The Times' update came only after The Federalist's Mollie Hemingway, who reviewed an advance copy of the book, first flagged the article's omission on Twitter — prompting other commentators to press the issue.

The Times did not immediately respond to an email from Fox News seeking comment. But commentators made clear they felt the paper's note wasn't sufficient.


"Should I be surprised at this point that the NYT would make such an unforgivable oversight?" asked RealClearInvestigations' Mark Hemingway.

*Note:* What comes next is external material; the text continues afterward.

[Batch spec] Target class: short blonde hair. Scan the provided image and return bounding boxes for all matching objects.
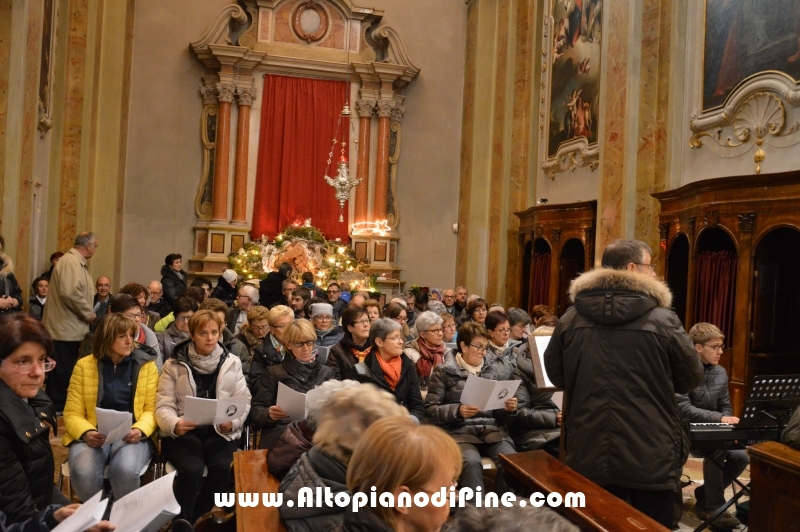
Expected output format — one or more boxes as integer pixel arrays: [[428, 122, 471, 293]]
[[267, 305, 294, 327], [283, 320, 317, 345], [689, 321, 725, 344], [92, 313, 139, 360], [247, 305, 270, 323], [189, 310, 225, 336], [314, 382, 410, 466], [347, 417, 461, 529]]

Wrote the Washington Examiner's Jerry Dunleavy: "Crazy how the 'one element' that wasn’t included in the original article was the part where the alleged victim’s friends said she doesn’t remember it happening."

For his part, President Trump unloaded on the Times, and suggested Kavanaugh should sue.

"The one who is actually being assaulted is Justice Kavanaugh - Assaulted by lies and Fake News!" Trump wrote. "This is all about the LameStream Media working with their partner, the Dems."

He added: "DO YOU BELIEVE WHAT THESE HORRIBLE PEOPLE WILL DO OR SAY. They are looking to destroy, and influence his opinions - but played the game badly. They should be sued!"

Separately, the Times' article states that seven new witnesses could corroborate Deborah Ramirez's account that Kavanaugh allegedly exposed himself at a party. Only one of those second-hand witnesses claims to have heard about Kavanaugh's possible involvement at the time, according to the book, and Ramirez herself previously acknowledged she was not sure Kavanaugh was the culprit. Senate investigators and the FBI were unable to corroborate Ramirez's claims, and Ramirez did not cooperate with the GOP probe.